Here is, in brief, the current state of play:
1) In a normal election, around 50% of MEPs lose their jobs. This time around, given the political transformations across the continent, we currently estimate that as much as 55-60% of the MEPs will be new. This means that a big share of the institutional memory will be lost, which poses both challenges and opportunities for those conducting communication / awareness campaigns, and who will have to move fast to secure the support of the EP newbies;
2) Some stakeholders want to be ahead of the game and approach new candidates even before the elections. To do this, you need to know the candidates and who has actual chances of getting elected. Currently, about 15% of the candidates’ lists are available, especially in Northern Europe, whereas in some countries in the South and East the names will be pending until the last minute. At VoteWatch Europe we keep track of the lists as soon as they become available and we have developed a model that forecasts the likely elected MEPs;
3) European parties have started preparing their manifestos for the elections. For now, the Greens, the Conservatives (AECR) and ALDE have made their platforms known, while EPP and the Socialists (PES) will follow suit. However, manifestos are likely to be broad and, occasionally, purposely ambiguous, in order to accommodate the diversity of views among the member parties. The same goes for the speeches of the Spitzenkandidaten. In order to truly understand and predict what the political families will actually do in the next EP term, you need detailed insights that combine the manifestos with the actual track record of their component parties and the estimated balance of power between these sub-factions. These elements will be the drivers of the positions of the political groups, the EP as an institution and, by extension, the legislative agenda of the next European Commission.

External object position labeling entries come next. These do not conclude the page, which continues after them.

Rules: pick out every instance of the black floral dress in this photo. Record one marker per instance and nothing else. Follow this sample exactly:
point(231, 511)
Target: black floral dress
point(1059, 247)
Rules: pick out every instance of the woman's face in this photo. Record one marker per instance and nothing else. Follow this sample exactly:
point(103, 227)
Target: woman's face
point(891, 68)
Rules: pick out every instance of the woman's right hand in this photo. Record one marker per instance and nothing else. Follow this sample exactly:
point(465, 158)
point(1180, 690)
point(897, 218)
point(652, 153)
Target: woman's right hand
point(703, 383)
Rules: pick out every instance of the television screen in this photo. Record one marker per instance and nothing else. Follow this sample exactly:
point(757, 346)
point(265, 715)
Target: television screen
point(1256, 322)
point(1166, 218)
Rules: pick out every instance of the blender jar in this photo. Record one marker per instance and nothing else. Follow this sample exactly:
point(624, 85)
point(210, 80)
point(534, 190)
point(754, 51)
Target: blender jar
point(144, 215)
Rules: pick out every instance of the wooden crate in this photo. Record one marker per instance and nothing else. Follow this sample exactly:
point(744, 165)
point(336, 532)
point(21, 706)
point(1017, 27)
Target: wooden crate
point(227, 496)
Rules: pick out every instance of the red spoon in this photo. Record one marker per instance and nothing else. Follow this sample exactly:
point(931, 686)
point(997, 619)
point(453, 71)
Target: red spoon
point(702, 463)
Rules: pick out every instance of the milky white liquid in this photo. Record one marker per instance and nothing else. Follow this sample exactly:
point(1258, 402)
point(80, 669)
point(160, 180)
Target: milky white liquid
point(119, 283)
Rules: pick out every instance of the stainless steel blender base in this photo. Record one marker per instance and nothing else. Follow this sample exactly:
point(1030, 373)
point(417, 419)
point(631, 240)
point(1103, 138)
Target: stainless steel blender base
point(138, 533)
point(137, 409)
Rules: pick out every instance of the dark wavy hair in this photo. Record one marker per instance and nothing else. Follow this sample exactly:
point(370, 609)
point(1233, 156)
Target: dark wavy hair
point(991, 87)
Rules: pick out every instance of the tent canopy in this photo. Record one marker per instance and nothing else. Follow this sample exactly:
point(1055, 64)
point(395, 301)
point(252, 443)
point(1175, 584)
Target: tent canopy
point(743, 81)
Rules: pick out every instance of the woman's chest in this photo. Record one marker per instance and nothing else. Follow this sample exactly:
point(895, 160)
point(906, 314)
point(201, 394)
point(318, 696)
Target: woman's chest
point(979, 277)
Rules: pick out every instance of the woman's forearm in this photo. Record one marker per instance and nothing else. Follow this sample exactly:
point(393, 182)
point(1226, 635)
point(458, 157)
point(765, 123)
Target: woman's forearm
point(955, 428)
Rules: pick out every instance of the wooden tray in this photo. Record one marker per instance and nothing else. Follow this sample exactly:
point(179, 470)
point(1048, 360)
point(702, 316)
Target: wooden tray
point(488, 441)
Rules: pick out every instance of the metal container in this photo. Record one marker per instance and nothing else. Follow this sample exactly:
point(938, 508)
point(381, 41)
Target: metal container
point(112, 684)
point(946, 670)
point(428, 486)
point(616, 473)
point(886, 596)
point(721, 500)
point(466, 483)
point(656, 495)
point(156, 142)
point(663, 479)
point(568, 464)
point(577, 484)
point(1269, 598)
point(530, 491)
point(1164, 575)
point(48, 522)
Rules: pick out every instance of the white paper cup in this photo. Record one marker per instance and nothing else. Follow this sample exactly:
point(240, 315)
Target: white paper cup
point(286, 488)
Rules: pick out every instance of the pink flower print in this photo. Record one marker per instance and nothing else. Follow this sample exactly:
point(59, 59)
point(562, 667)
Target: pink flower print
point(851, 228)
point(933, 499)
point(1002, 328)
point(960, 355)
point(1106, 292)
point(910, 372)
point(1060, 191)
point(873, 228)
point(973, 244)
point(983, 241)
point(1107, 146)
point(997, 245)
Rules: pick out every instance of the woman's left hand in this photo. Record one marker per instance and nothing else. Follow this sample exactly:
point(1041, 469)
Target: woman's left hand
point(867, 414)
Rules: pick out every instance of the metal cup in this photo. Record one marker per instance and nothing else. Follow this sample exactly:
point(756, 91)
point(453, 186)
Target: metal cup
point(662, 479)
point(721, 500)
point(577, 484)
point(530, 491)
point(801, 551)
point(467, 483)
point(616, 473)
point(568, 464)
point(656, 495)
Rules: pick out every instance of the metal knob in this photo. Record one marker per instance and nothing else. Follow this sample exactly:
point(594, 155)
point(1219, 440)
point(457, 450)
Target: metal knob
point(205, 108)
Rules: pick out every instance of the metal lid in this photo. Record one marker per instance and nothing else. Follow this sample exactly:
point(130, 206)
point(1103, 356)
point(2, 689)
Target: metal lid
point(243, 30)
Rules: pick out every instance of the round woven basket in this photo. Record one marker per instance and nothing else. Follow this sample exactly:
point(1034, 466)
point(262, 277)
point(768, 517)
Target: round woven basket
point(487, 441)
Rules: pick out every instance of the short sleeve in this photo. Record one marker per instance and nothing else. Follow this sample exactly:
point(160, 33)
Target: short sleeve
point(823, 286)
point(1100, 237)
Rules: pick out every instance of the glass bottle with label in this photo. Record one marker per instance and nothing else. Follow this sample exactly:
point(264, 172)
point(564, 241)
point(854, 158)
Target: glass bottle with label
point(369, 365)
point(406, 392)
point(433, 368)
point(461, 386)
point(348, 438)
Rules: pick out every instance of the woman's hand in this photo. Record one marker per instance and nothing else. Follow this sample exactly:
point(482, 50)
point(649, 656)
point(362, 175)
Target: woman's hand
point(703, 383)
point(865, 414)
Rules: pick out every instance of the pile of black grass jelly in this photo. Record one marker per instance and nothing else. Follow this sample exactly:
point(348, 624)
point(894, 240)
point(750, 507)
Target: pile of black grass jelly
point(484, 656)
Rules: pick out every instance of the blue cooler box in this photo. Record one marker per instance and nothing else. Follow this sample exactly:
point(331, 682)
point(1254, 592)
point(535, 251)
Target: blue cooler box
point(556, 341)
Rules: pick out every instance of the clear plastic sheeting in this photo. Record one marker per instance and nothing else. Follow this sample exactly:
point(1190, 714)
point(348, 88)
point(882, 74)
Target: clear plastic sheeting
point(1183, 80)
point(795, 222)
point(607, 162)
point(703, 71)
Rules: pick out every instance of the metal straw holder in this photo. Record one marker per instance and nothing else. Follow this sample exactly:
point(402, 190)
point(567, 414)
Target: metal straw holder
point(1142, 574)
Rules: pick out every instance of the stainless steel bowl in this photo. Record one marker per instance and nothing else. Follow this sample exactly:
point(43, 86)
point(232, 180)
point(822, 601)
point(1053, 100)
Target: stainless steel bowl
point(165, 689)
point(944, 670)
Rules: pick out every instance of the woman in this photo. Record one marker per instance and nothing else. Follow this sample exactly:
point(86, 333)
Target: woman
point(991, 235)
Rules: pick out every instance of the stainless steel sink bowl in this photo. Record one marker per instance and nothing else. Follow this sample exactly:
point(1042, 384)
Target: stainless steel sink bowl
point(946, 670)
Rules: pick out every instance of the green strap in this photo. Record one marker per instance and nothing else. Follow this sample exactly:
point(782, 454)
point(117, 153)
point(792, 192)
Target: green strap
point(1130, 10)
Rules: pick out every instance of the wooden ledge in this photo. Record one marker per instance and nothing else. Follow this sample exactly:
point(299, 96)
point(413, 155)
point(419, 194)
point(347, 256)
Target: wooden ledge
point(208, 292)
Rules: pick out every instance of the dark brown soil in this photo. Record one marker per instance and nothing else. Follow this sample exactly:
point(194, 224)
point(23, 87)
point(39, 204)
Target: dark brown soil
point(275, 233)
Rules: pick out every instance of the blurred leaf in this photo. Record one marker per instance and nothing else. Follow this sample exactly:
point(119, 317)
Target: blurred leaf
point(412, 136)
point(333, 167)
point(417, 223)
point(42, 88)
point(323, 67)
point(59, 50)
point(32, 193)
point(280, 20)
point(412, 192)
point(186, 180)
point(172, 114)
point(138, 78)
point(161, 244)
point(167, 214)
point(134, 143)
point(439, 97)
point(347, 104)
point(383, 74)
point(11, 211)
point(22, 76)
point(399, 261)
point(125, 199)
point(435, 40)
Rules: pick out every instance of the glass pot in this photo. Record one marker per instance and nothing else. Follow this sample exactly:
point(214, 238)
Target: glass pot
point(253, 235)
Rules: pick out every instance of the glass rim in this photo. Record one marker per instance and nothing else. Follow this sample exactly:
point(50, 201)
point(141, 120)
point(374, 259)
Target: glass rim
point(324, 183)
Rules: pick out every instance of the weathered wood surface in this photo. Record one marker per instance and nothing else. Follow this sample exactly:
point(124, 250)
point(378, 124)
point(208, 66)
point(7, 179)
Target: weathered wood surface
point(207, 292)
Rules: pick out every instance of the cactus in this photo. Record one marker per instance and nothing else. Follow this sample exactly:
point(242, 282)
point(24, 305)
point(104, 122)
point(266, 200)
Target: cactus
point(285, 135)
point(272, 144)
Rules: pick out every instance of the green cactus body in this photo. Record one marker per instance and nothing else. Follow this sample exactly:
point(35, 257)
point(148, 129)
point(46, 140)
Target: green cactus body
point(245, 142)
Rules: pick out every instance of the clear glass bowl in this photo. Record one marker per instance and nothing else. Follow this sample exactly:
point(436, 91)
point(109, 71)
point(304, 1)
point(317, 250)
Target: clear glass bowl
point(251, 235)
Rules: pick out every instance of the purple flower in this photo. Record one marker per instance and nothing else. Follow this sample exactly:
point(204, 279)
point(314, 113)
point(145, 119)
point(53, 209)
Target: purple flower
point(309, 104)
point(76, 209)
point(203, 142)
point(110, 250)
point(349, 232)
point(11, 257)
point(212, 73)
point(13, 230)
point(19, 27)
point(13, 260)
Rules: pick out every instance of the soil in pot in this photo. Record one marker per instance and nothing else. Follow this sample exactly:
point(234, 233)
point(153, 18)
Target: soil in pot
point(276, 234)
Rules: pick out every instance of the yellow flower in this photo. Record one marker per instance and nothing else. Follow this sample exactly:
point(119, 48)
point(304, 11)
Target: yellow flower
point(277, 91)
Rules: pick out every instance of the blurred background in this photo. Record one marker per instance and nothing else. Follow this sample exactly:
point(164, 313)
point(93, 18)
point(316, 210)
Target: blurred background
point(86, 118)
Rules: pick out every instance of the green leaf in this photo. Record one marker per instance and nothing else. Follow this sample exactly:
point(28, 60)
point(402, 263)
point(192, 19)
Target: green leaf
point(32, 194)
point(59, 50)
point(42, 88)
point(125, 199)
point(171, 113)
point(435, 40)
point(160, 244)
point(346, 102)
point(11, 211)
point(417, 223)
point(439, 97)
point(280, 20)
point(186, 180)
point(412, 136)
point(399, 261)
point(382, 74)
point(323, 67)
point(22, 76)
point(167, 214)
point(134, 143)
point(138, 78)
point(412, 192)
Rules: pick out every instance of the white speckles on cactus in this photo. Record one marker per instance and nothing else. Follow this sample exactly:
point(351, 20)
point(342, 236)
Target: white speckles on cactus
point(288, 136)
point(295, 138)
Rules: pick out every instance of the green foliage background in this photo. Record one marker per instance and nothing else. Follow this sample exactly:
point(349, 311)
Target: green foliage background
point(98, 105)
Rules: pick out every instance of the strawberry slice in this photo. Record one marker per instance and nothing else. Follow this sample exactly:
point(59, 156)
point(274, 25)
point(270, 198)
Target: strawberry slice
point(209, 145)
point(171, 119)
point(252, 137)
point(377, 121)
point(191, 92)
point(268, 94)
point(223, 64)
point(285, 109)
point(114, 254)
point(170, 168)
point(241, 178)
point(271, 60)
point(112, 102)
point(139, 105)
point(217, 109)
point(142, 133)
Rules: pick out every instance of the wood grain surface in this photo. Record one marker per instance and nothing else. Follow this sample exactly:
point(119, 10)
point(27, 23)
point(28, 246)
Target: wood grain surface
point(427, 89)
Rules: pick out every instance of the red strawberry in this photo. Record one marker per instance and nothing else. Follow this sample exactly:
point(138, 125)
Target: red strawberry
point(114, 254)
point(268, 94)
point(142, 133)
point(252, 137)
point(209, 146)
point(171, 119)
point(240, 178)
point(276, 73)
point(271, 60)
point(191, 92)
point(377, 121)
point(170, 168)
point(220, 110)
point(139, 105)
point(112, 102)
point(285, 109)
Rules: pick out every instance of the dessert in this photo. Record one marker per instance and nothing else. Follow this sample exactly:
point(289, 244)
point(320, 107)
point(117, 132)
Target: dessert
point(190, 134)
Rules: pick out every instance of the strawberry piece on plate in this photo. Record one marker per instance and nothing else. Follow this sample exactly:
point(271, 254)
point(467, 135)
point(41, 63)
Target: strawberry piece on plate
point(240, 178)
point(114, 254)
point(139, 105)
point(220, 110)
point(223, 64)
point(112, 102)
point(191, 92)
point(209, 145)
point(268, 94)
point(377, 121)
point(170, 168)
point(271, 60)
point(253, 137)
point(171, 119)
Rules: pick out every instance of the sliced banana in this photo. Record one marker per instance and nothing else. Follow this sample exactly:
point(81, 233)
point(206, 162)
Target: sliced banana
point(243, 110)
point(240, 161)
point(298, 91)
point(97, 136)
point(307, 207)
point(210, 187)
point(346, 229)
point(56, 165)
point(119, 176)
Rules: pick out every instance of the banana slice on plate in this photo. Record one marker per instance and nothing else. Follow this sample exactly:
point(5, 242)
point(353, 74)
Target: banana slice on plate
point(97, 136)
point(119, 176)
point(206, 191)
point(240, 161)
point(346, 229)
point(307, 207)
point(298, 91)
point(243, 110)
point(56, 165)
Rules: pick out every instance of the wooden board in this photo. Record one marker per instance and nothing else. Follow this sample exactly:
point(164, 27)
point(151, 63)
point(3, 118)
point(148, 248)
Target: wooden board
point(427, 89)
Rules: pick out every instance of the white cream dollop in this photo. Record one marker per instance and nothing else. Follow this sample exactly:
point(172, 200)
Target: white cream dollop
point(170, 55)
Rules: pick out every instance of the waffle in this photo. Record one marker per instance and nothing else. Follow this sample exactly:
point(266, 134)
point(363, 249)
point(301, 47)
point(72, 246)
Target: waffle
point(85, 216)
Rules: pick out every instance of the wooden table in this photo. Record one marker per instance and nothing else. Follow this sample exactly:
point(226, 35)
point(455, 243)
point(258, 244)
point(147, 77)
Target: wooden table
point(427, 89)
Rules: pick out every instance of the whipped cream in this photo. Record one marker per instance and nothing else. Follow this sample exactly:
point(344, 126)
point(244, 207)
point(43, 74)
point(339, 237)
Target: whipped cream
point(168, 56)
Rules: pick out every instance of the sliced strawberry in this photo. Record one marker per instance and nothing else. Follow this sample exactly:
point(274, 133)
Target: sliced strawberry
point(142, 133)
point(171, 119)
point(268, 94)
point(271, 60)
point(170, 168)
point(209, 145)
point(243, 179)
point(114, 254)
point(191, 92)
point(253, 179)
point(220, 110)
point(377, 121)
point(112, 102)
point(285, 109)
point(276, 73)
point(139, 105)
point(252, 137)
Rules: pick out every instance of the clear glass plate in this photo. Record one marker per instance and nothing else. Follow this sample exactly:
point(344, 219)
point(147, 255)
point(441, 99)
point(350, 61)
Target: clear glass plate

4) “Your allies” are not just in a group or two and with the next Parliament being more fragmented than ever, you will need to work to create your own cross-group “party” to support your views. The question you should be asking us is not just “how many seats will each group get”, but rather “how many seats will my allies get and who will these be”. We first find your allies based on their actual track record of facts, and then we calculate how many of them will be in the EP after the elections.